According to Mr. Robot‘s creator Sam Esmail, that tenacity has turned his show into a true collaboration. Even before they shot the first episode, the two men had marathon conferences in restaurant booths, where they picked over every aspect of Elliot, hashing out the origins of his crippling social anxiety and his connection to Slater’s mysterious, anarchic title character. The showrunner says that throughout production, the two words he heard most often from his star were, “Let’s talk.”
“I’d lived with Elliot for so long that I knew a lot of little details that I never thought an actor would want to know, necessarily,” Esmail says. “But Rami couldn’t ask enough questions. Some of things he asked I’d never thought about before. But I knew the answers. It was strange.”
Malek didn’t just confer with the writer-producer, either. On the set he had long conversations with cinematographer Tod Campbell, asking what lenses were being used and which camera angles were being employed for each shot. He’s taken a similar approach to Mr. Robot‘s many voice-overs, which are an essential part of the overall design of the show; Malek has always had an earpiece, and an assistant reading the script to him in a low whisper, in order to carry Elliot’s thoughts with him in his performance. “There’s something about having a voice in your ear at a low decibel,” he explains. “It creates some type of mental reverberation. It alters the way my eyes move. I notice the difference.”

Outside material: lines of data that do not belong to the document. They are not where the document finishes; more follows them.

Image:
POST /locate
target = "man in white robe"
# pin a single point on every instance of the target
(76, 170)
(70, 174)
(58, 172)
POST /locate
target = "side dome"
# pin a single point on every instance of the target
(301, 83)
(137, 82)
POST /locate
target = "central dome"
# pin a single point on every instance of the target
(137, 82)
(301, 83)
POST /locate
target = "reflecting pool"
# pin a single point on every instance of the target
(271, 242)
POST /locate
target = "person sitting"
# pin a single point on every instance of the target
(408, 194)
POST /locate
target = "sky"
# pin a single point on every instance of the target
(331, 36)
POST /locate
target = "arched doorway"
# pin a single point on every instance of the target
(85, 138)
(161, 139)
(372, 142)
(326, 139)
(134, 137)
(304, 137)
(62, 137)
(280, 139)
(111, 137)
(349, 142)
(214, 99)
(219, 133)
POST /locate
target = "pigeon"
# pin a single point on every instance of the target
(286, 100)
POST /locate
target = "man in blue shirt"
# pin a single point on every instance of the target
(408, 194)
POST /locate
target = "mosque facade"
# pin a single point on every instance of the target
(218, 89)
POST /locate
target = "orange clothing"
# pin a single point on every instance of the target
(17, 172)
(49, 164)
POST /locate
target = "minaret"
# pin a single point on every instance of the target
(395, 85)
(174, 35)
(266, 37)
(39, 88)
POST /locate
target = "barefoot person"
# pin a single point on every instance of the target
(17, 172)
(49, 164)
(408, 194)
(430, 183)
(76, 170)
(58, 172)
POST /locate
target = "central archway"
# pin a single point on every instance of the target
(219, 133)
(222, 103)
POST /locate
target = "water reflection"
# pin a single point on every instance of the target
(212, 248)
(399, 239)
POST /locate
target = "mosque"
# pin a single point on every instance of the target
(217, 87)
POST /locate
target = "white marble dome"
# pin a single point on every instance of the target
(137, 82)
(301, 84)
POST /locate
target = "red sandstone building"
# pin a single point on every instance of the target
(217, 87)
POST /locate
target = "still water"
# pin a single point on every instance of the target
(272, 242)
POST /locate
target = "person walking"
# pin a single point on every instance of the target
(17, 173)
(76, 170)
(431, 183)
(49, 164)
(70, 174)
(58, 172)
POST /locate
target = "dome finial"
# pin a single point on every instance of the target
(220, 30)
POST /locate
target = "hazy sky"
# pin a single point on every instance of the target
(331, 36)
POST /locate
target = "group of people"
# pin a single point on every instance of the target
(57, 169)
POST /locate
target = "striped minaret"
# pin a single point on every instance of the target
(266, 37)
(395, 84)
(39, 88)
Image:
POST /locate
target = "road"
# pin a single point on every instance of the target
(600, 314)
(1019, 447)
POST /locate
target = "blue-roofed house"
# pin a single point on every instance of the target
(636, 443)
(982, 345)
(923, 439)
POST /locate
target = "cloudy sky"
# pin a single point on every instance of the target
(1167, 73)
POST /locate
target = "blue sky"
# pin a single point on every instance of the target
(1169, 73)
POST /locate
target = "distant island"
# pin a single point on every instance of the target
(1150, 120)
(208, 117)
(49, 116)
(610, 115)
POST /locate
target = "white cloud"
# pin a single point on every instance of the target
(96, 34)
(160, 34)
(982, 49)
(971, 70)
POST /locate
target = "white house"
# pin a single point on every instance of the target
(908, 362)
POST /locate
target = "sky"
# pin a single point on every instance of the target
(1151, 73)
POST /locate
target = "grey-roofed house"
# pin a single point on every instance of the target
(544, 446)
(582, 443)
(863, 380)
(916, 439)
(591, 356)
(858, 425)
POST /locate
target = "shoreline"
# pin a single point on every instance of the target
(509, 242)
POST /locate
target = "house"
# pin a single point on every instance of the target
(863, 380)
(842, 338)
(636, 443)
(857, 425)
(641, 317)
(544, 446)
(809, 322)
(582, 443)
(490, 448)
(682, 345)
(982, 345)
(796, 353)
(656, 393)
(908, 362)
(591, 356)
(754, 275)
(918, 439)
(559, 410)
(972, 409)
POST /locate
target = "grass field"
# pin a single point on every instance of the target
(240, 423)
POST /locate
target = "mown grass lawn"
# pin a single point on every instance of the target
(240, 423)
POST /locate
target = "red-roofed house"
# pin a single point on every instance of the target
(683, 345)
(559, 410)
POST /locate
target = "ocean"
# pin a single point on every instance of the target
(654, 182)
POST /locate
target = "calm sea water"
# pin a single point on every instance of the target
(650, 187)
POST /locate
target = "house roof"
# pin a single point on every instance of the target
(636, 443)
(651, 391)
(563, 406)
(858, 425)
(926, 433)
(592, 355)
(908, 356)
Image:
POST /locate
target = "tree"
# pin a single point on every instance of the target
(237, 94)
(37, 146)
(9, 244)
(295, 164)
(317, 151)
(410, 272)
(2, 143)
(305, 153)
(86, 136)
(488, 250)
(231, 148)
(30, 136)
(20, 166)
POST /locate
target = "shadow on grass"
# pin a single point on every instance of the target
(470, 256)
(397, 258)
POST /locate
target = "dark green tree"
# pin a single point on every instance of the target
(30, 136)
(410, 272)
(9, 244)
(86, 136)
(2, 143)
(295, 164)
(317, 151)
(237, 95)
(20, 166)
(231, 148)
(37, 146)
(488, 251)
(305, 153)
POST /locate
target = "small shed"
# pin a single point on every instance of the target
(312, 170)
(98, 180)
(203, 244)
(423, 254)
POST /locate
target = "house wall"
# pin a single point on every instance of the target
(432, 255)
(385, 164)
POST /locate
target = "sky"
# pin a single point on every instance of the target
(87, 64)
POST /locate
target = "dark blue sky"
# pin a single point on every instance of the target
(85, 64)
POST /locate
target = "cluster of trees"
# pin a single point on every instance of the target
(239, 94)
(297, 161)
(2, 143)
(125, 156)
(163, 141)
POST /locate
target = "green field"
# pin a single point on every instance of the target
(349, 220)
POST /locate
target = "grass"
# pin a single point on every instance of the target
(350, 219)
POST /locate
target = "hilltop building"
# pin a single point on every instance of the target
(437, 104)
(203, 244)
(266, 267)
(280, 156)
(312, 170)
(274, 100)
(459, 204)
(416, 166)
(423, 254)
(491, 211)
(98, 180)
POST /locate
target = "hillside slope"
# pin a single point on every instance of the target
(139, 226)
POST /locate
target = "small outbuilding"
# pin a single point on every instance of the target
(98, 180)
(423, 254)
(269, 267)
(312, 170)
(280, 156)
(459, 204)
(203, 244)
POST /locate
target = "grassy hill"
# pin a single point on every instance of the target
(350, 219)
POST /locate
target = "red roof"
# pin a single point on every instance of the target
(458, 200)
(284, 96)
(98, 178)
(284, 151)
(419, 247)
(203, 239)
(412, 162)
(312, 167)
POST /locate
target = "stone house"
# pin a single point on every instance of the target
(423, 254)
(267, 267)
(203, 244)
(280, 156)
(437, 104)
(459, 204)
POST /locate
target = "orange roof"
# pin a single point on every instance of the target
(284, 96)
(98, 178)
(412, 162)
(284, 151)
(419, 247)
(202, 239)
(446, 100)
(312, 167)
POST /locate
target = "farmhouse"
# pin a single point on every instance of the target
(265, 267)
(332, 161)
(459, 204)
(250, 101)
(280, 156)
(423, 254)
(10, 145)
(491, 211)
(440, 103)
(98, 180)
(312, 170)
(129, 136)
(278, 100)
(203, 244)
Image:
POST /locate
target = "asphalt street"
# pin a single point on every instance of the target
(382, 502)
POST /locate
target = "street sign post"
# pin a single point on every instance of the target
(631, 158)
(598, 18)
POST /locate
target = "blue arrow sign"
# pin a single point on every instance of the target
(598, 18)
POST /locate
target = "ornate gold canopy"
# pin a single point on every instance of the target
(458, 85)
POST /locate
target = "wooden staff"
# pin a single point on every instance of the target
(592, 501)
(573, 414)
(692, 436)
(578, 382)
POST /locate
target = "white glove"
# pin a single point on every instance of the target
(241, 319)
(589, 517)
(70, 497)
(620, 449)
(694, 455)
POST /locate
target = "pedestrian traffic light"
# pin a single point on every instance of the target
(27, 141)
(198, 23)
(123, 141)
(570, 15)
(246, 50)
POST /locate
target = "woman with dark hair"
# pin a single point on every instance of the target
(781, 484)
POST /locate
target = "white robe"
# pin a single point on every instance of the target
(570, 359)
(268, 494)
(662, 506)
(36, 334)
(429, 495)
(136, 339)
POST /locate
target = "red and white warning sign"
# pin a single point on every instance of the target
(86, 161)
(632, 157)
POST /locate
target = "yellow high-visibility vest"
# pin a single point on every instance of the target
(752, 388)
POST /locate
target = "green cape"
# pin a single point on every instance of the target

For Esmail, working with someone as diligent as Malek requires more than a little finesse, especially given that a lot of Mr. Robot has been about what the main character does not know. But the producer says he’s trusted his star with most of the show’s big twists from the beginning…even (spoiler alert) the revelation that Elliot’s hacking co-conspirator Darlene is actually his sister, and that Slater’s “Mr. Robot” is an imaginary version of their late father. The showrunner’s feeling is that his star should know what’s-what — not just to keep from making choices that derail the story, but also because deep down, the character knows these things, even if he’s too disoriented to remember them.
“It raises some pretty dark questions about the world we live in,” Malek says of the show’s wobbly-reality tone and plot twists. More importantly, he excited to be working on “one of the finest shows on television…it feel like it’s bleeding out of the screen,” which may explain why it’s captured the attention of people who don’t ordinarily tune in to USA. It doesn’t look or feel like anything else on TV — and with his sunken eyes, sharp jaw, and deep, halting voice, neither does its star.